Altıkulaç kendisine dair iddialara da bu kitapta cevap veriyor. Alevi köylerine cami yaptırdı mı? Necip Fazıl’ın borçlarını Süleymancılar mı ödedi? Süleymancılarla arasındaki problemin sebepleri nelerdi? Erbakan neden bakan olmasını engelledi? İslam Ansiklopedisi nasıl kuruldu? Fethullah Gülen için ne dedi? 12 Eylül sonrası İmam-Hatip Liseleri’nin önemli bir kısmının kapatılmasını nasıl engelledi? TRT ile niçin kavga etti? 1970’lerde başkan yardımcısı olarak girdiği Diyanet’te nelere çok şaşırdı… Daha birçok detay bu kitapta yer alıyor.
Zor dönemlerde zor bir görev yaptığını söyleyen Altıkulaç, bugünkü Türkiye şartlarında Diyanet İşleri başkanlığı yapmayı o günkü zor şartlarda bu görevi yapmakla kıyaslanamayacağını belirtiyor ve ekliyor: “Biz fincancı katırlarını ürkütmeden çalışmak zorundaydık.” Prof. Dr. İsmail Kara’ya anılarını yazması konusunda kendisini zorladığı için teşekkür eden Altıkulaç, “İyi ki zorlamış ve iyi ki yazdım.” diyor.

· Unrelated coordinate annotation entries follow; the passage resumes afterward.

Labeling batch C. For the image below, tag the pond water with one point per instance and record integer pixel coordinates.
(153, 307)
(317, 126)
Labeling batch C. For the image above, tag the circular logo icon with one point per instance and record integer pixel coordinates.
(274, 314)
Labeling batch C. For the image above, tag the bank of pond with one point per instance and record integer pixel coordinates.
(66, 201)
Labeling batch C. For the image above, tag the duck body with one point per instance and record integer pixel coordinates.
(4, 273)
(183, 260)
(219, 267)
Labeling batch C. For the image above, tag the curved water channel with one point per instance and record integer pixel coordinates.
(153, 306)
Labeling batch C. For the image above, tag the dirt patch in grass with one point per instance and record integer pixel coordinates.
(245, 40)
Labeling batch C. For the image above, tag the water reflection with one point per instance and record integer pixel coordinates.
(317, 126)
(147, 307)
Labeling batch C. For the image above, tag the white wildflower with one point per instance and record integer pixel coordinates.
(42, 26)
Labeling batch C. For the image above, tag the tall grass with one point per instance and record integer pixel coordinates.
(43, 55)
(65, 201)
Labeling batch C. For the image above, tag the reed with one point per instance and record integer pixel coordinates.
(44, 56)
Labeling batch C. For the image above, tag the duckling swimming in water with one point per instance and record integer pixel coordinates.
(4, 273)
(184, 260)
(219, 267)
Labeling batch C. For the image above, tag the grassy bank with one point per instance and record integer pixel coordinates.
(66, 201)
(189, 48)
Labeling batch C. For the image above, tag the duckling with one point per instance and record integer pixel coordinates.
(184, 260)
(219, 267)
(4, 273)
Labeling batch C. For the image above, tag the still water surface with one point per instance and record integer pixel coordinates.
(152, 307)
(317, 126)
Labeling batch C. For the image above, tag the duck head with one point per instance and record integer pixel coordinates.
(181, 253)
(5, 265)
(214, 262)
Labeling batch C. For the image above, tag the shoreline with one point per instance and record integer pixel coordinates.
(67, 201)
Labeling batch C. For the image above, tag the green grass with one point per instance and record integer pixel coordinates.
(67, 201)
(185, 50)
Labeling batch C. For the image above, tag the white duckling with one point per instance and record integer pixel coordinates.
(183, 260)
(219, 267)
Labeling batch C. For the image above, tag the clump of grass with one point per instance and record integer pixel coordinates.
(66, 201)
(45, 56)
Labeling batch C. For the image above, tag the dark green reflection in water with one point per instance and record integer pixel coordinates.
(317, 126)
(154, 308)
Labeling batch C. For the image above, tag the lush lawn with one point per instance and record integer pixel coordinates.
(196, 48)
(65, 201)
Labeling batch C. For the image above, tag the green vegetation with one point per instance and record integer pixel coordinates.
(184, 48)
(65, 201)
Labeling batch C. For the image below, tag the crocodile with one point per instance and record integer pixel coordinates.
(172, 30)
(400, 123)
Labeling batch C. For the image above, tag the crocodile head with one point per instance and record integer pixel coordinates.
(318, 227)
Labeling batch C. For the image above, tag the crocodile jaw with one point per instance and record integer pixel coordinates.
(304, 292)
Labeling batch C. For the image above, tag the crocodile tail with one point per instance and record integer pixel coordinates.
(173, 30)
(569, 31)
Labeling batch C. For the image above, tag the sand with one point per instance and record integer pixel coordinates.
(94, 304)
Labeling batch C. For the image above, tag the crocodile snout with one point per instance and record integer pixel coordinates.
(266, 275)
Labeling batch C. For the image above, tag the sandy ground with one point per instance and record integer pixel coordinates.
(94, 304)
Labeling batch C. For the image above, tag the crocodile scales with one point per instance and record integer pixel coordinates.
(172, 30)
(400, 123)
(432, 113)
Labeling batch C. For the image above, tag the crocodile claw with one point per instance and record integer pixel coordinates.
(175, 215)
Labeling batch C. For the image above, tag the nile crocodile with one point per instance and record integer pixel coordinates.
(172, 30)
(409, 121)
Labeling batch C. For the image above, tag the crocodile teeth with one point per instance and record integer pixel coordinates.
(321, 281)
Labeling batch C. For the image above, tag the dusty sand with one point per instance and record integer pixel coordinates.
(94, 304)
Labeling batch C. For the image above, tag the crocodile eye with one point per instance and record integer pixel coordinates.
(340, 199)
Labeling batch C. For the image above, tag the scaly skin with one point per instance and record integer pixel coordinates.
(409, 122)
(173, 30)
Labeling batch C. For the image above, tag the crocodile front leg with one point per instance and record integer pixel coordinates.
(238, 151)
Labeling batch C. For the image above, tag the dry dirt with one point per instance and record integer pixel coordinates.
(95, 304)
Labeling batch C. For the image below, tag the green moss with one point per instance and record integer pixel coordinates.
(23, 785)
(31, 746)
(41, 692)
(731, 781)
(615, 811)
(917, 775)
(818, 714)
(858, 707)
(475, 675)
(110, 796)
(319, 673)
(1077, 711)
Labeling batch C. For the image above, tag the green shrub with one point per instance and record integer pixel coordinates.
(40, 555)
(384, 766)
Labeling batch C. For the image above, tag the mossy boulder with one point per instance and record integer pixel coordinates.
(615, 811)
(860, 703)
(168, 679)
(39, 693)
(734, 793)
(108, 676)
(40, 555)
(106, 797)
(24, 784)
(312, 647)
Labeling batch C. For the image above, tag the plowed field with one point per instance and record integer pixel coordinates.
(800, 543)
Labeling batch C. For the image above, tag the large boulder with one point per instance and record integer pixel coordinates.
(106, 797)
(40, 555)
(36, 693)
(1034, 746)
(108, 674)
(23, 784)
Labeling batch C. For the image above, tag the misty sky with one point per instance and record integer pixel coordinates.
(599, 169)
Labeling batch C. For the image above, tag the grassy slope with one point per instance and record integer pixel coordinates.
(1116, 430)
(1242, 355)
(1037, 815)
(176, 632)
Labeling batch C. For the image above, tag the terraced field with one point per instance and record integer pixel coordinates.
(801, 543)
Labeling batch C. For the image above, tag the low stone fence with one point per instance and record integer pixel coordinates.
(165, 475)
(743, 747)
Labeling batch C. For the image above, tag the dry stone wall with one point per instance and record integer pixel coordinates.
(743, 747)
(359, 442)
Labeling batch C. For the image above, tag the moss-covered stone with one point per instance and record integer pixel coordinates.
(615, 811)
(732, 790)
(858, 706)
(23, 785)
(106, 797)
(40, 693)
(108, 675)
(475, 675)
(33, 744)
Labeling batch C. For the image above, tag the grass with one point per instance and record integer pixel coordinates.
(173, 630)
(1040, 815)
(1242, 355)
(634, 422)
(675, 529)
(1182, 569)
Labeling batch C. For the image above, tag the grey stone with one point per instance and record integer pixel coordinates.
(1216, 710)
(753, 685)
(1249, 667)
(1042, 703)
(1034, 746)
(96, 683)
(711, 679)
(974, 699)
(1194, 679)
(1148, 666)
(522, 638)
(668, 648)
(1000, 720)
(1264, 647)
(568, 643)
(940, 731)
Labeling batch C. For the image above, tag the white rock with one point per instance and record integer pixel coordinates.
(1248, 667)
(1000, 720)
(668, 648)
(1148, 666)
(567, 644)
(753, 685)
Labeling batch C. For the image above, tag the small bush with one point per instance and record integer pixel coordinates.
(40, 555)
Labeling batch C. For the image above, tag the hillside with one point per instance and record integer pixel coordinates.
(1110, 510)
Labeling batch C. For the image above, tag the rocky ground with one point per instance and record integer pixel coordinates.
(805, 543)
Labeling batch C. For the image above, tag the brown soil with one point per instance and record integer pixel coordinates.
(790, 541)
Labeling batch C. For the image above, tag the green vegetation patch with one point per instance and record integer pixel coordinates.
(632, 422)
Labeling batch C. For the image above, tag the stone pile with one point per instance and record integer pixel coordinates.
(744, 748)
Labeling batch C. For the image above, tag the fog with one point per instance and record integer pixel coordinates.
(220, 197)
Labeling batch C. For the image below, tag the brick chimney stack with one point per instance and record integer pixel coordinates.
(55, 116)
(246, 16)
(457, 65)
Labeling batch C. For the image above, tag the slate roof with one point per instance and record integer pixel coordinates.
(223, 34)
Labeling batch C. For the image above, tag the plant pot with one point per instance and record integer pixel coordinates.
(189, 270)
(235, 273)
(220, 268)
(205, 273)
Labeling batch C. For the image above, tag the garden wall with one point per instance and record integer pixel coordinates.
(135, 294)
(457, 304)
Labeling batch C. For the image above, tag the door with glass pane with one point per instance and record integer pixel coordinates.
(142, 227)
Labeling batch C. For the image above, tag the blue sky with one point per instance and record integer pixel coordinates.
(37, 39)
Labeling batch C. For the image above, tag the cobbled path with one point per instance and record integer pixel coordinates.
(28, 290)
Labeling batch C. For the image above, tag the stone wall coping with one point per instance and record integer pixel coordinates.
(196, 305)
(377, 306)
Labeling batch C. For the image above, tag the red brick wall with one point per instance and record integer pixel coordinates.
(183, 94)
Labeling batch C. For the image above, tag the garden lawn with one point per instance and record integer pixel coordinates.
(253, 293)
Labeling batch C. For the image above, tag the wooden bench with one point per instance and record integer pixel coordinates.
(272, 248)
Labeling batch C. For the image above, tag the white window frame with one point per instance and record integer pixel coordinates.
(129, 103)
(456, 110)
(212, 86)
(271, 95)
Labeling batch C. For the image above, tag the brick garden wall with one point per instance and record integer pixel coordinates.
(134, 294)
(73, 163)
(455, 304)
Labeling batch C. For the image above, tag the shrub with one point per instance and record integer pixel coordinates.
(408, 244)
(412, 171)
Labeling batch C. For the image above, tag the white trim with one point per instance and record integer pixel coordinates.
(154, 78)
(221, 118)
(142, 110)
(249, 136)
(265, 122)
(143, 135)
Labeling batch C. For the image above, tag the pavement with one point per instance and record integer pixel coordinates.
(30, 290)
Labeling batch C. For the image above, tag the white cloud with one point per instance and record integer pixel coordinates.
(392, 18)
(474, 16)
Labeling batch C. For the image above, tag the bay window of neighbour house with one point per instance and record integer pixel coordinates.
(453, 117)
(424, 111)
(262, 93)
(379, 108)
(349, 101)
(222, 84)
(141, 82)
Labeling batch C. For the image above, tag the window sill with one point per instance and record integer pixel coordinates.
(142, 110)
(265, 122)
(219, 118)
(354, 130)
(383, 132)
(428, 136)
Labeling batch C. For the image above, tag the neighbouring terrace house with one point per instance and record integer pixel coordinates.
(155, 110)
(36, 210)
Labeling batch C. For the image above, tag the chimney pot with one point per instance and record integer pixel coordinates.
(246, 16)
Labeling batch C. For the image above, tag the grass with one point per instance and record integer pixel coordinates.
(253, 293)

Generallerin ‘modern başörtüsü’ çözümü
Emekli general Kenan Güven’le başörtüsü sorununu nasıl çözeceklerini konuşurlarken modern başörtüsü modelleri hazırlayıp bazı komutanlara götürmeyi kararlaştırırlar. Modeller Altıkulaç tarafından hazırlatılır ve Ankara Dedaman Oteli’nde buluşulur. Ancak Güven Paşa bu vesile ile Altıkulaç’ın AK Parti saflarında siyasete girdiğini öğreninince bunu hiç doğru bulmadığını söyler. “Paşa açıkça söylemese de bazı sözlerinden, bundan böyle benimle birlikte herhangi bir yerde görünmek istemeyeceği sonucunu çıkarmış ve üzülmüştüm. Bu görüşmenin ardından ne yapacağımızı kararlaştırmadan vedalaştık.” diyor Altıkulaç.
Kocatepe Camii’ni Atatürk Camii yapmak istediler mi?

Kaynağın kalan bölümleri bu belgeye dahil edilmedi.